狭いライブハウスだから後ろのお客さんの顔までよく見える。
「こんなこと言ったら怒られるかな。なんというかハコが狭いから…後ろのお客さんの顔までわかるんです。でもそのお客さんはね…顔がないんです。何度観ても顔がない。髪はあるんです。ロングヘアだから多分…女の人なのかなって勝手に思ってます」
つまり、口や目といった顔のパーツがないというのだ。照明のせいでは?と聞いたがその人の隣にいる人の顔はしっかり認識できるらしい。
「それで、もうひとつおかしい事があって。その人いつもずぶ濡れなんですよ。雨に打たれながら来ました、みたいな…それで流石に目立つじゃないですか?だからメンバーにも聞いたんです」
あるライブの直前、Y氏はバンドのボーカルであるF氏に例の場所にずぶ濡れで顔のパーツのない女が居ないか見て欲しいと頼んだそうだ。
「Fは怪訝そうな顔をしましたよ。彼には本気でメンタル面で心配されましたね。それでね。彼もライブ中に見てくれたらしいんです。例の場所に変わった人は居ないっていうんですよ。ちなみに僕はその日のライブでもその人が見えてました」
つまり、Y氏にしか顔のないずぶ濡れの女は見えていないということだった。
私はそのライブハウスに行かせてくれないか彼にお願いした。
「はは、ここまで言っておいて申し訳ないんですけど、そのライブハウス潰れちゃって」
Y氏によれば例のライブハウスは2年前に経営難から閉店したのだという。
「それでね、閉店する三日前くらいだったかな。最後にそこのオーナーと話したんです。いつも出入口に濡れた女が居ませんかって。そしたらしばらく黙ってから教えてくれたんです」
数年前、そのライブハウスを拠点にしていた、とあるバンドがあったのだという。そのバンドのある熱狂的な女性ファンが、ある大雨の日にライブへ向かう途中で交通事故に遭い帰らぬ人となってしまったらしい。

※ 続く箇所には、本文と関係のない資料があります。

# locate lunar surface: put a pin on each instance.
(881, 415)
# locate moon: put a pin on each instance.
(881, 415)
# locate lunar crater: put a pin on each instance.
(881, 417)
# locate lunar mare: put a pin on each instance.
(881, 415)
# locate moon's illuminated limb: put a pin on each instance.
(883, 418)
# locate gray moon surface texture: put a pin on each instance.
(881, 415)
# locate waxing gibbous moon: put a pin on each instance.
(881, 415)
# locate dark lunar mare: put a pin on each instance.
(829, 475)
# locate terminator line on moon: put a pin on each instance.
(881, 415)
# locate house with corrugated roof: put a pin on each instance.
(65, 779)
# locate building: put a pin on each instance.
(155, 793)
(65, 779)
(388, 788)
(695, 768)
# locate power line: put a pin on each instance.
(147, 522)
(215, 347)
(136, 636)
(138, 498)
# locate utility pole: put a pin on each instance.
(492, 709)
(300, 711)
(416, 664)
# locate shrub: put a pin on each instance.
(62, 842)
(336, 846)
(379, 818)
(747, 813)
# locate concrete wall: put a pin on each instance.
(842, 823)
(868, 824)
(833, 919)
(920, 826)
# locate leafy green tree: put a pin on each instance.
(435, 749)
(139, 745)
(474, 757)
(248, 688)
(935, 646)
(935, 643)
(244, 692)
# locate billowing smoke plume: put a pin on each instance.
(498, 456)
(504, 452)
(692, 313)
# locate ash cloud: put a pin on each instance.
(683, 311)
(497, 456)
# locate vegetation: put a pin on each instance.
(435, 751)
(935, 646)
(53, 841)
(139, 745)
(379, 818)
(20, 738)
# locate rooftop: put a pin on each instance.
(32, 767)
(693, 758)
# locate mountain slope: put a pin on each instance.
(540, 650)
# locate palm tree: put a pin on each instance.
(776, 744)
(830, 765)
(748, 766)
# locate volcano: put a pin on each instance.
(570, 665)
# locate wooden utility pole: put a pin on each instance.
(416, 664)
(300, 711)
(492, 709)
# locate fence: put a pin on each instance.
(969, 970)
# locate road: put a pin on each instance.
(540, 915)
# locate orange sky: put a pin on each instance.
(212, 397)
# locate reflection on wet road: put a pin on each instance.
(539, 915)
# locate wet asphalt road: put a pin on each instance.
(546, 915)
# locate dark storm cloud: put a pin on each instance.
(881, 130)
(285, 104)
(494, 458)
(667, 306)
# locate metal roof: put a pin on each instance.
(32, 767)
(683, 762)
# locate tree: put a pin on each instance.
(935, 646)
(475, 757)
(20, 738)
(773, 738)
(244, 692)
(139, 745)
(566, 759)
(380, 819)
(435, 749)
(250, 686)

「それでね、その女の人はいつも客席下手側の出入口の前で見てたんですって。それと彼女が推していたメンバーと僕がそっくりらしくて…まぁ今ではもう見えることは無くなったんで解決した話なんですけどね。あっ…この話、投稿してもいいですけど、場所や人名は伏せてくださいね。それと今日はご馳走様でした。また奢ってください」
Y氏はこれからライブがあるので…といい、席を立ち上がる。彼が立ち上がったその後ろにずぶ濡れの長い髪が一瞬見えたような気がした。